SPOX: Da kann es dann auch schnell mal kompliziert werden, was das Play-Calling angeht ...
Reinebold: Ja, diese Dinge muss man immer im Blick haben, genau wie Verletzungen. Ich erinnere mich noch an ein Spiel in der NFL Europe, als wir stark limitierte Kadergrößen hatten. Es war eines dieser verrückten Spiele, in dem ich insgesamt fünf Defensive Backs verloren habe. Einer unserer Linebacker musste schließlich als Cornerback aushelfen. Was also haben wir gemacht? Wir haben viel Cover 2 spielen und ihn die Flat (ein kurzer Laufweg in Richtung der Seitenlinie, d. Red.) decken lassen, damit er nicht einen Wide Receiver über das ganze Feld verfolgen muss. Man muss flexibel sein und darf nicht einfach stur den im Training einstudierten Plan verfolgen. Man muss sich anpassen können.
SPOX: Wie flexibel ist man auf der defensiven Seite des Balls? Wie viele Plays hat man im Spiel parat? Werden sie analog zu den Offense-Plays auch in unterschiedliche Kategorien unterteilt?
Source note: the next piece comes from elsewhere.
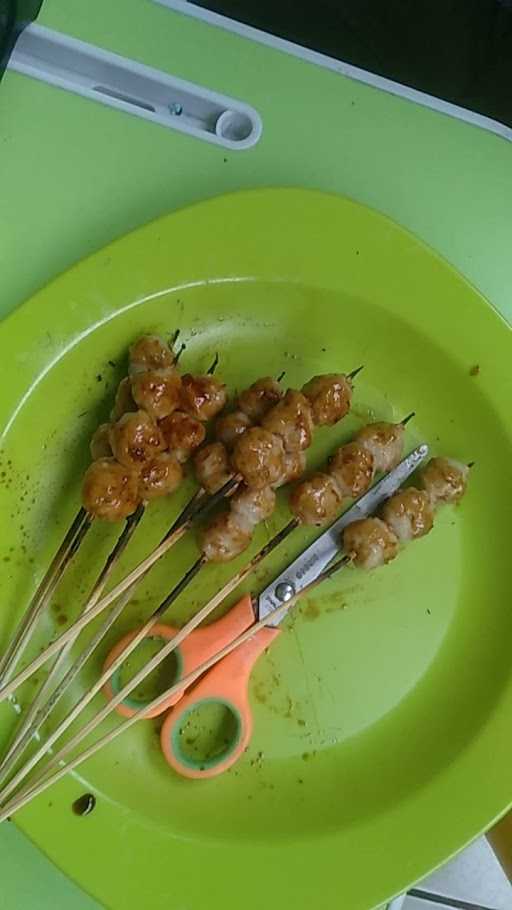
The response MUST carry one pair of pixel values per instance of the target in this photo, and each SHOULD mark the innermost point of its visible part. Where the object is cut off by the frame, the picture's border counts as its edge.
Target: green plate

Reinebold: Grundsätzlich ist es defensiv der gleiche Prozess. Man hat seine First-and-Ten-Calls, wir hatten in Kanada etwa immer ein Zone- und ein Man-Play bereit, genau wie einen Pressure- und einen All-Out-Pressure-Call. Darin im Detail gab es all die situationsbedingten Plays, also etwa für Two-Minute-Drives und solche Sachen. Wir haben das so unterteilt: "First and Ten", "Second und drei oder weniger Yards zum First Down", "Second und 3-7", "Second und 7-11" und "Second and Long". (In der CFL wird mit drei, nicht mit vier Downs gespielt, Anm. d. Red.). Dabei habe ich mir von Coach Trestman und der West-Coast-Idee etwas für die Defense abgeschaut und einige Situationen vorher geskriptet.
SPOX: Wie muss man sich das vorstellen?
Reinebold: Wir sagten uns bespielsweise vorher, dass wir beim ersten Second-and-long-Versuch "Nickel 2 Men" spielen. In meinen Augen war das wirklich hilfreich, denn wenn wir den Game Plan zusammenstellten wussten die Spieler, was sie in puncto Play-Calling erwartet. Ich habe etwa drei oder vier Calls pro Situationen so geskriptet. Dabei muss man natürlich aufpassen, dass man einen richtigen Mix findet, um nicht für die Offense ausrechenbar zu werden.
SPOX: Play-Scripting für die Defense ist aber eigentlich eher ungewöhnlich, oder?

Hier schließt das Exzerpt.